MARSHOOD FathiHaifa as a Model City of Joint Living project gains international recognition: A first-hand report from Fathi Marshood, director of SHATIL in the North
http://www.nif.org/component/content/article/13-stories/1119-haifa-as-a-model…
Fathi Marshood (New Israel Fund)
16 June 2011

Last month, Shahira Shalabi, head of SHATIL’s Shared Society projects, and I had the privilege of sharing the lessons and challenges of SHATIL’s Haifa as a Model City of Joint Living project with representatives of cities in transition from throughout the world.

The project works to transform Haifa into a shared city based on partnership respecting all residents and strengthening a mutual sense of ownership over life in Haifa.

It was an invaluable learning experience for all of us to hear about the work of and mingle with representatives from Beirut; Belfast; Derry/Londonderry; Kaduna (a new city in Nigeria); Kirkuk, Iraq; Mitrovica, Kosovo; the borough of Mitte in Berlin; Mostar, Bosnia; Nicosia, Cyprus; Jerusalem and Ramallah.

We met together in the Forum for Cities in Transition second annual conference in Derry-Londonderry, Northern Ireland for five days to advance our efforts to bring peace to the cities in which we live and love – and sometimes clash.

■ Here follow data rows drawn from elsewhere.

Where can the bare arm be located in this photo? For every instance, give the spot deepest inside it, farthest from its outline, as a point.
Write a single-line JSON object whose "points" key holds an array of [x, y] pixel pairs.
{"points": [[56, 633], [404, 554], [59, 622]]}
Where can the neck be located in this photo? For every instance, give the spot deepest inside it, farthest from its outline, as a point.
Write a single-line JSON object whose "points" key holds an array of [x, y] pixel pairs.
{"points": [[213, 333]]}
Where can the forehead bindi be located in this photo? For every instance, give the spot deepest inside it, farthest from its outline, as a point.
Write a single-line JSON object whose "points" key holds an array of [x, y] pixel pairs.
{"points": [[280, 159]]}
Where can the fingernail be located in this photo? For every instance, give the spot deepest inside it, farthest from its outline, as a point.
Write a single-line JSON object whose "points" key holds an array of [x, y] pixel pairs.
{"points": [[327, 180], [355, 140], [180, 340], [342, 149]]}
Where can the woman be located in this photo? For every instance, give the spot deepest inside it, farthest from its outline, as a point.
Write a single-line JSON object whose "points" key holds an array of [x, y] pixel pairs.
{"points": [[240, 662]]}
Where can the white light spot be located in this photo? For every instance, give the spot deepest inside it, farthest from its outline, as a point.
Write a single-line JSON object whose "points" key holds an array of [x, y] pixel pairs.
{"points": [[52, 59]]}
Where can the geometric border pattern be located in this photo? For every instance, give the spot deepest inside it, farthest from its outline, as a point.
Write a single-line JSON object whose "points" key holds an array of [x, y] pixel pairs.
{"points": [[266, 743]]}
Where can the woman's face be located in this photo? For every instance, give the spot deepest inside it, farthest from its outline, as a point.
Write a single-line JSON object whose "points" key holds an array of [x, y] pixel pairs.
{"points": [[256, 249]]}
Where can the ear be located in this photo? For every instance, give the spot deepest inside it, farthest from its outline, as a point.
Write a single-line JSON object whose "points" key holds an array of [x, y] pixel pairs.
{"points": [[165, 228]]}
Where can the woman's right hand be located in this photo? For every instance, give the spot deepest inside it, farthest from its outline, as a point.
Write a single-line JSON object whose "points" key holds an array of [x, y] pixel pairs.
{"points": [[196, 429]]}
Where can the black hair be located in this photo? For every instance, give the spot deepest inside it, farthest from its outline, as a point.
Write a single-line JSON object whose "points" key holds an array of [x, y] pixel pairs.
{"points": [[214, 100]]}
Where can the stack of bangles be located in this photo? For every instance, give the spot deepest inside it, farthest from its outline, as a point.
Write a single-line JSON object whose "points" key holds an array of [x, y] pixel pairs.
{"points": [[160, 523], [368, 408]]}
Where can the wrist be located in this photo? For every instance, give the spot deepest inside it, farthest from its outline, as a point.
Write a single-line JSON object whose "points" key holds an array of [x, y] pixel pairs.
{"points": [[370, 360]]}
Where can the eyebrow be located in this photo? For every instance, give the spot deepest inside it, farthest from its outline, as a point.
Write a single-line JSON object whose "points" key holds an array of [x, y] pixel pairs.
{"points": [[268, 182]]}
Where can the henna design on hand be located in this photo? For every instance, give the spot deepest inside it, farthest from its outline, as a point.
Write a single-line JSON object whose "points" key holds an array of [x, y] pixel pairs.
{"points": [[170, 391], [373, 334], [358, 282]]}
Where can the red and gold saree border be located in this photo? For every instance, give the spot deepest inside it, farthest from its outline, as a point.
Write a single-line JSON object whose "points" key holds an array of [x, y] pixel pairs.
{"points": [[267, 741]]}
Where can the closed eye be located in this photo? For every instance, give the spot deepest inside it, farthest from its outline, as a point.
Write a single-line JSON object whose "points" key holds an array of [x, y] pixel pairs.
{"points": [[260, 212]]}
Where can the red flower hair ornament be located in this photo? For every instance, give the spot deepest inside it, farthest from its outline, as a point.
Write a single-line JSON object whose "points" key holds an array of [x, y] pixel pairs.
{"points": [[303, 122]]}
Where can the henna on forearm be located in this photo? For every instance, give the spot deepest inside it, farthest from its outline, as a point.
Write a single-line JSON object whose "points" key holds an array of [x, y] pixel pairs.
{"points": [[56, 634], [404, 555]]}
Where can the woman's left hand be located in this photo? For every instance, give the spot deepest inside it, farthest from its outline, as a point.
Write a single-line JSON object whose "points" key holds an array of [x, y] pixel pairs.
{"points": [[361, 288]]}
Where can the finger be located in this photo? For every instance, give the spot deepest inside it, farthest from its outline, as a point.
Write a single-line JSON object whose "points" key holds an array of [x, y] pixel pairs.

Participation in the conference and the related forum position SHATIL as a social change leader both locally and internationally. Every other delegation – with the exception of Beirut – was organized by the municipalities.

The Haifa delegation of three Jews and three Arabs, including members of the Haifa City Council and leaders in municipal planning and social services, was organized by SHATIL.

There were many moving moments in the conference for me, including the presentation of a Kurdish woman from Kirkuk whose husband was killed by the authorities for his anti-establishment views. This woman grew from her tragedy and today sits on the Kirkuk City Council with Turks, Christians and Sunni and Shiite Muslims and tries to promote a different view of the future of her city.

In Kaduna, Nigeria, where the conflict is between Muslims and Christians, thousands of people were slaughtered and churches and mosques were burned.

To see representatives of these communities working together now is simply amazing.

In one of our efforts to support one another, we invited Serbian and Albanian volunteers from Kosovo to Haifa for 10 days in August, two of which will be devoted to a workshop on conflict management. SHATIL is planning the program and the Haifa Municipality is hosting the group.

We are also thinking about the feasibility of inviting representatives of these cities to Haifa in order to work on promoting women’s issues and participation in the peacemaking process.

One of the tools we learned about that we would like to incorporate into our program is the use of art to promote coexistence with both children and adults. And of course others learned from our experiences as well.

We left inspired. If people who have lived through such dire conflicts can succeed – we can, too.